Regulatory Impact: - Required in many cases (legal obligation) - Shows cooperation with authorities - May help recover stolen data - Better regulatory relationship - May reduce penalties (self-reporting)

Team Trade-off: - Moderate cost (8 Budget) - Ongoing (involves multiple turns of coordination) - Required by law (usually) - Impacts Regulators stakeholder (see Stakeholder Cards) - Must be done in most cases


ACTION-11: Media/Public Relations Management

Category: Communication Cost: 12 Budget Communication Advance: +15% Duration: 1 turn (but ongoing for days/weeks)

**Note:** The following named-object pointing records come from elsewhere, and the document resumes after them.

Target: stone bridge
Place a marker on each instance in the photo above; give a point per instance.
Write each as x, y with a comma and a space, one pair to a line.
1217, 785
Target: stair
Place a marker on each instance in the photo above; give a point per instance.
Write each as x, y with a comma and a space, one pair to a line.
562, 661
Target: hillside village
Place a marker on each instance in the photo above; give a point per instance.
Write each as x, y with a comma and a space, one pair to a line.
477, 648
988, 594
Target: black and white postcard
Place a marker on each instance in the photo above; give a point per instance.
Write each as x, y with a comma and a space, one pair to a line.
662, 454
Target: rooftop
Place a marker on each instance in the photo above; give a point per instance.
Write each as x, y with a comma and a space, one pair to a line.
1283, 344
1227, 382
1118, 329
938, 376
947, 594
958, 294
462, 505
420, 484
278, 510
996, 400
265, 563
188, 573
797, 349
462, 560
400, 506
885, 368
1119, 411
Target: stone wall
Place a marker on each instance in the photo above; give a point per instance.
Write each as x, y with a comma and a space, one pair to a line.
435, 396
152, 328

Description: Manage media coverage and public perception: - Prepare press statement - Contact media proactively - Manage social media response - Coordinate CEO/executive messaging - Defend company reputation - Provide accurate information to media

Key Details: - Can heavily influence public perception - Proactive messaging better than reactive - Media coverage can amplify damage - Poor communication = reputation disaster - Good communication = company "handled it well" - HR firm may be needed (crisis PR)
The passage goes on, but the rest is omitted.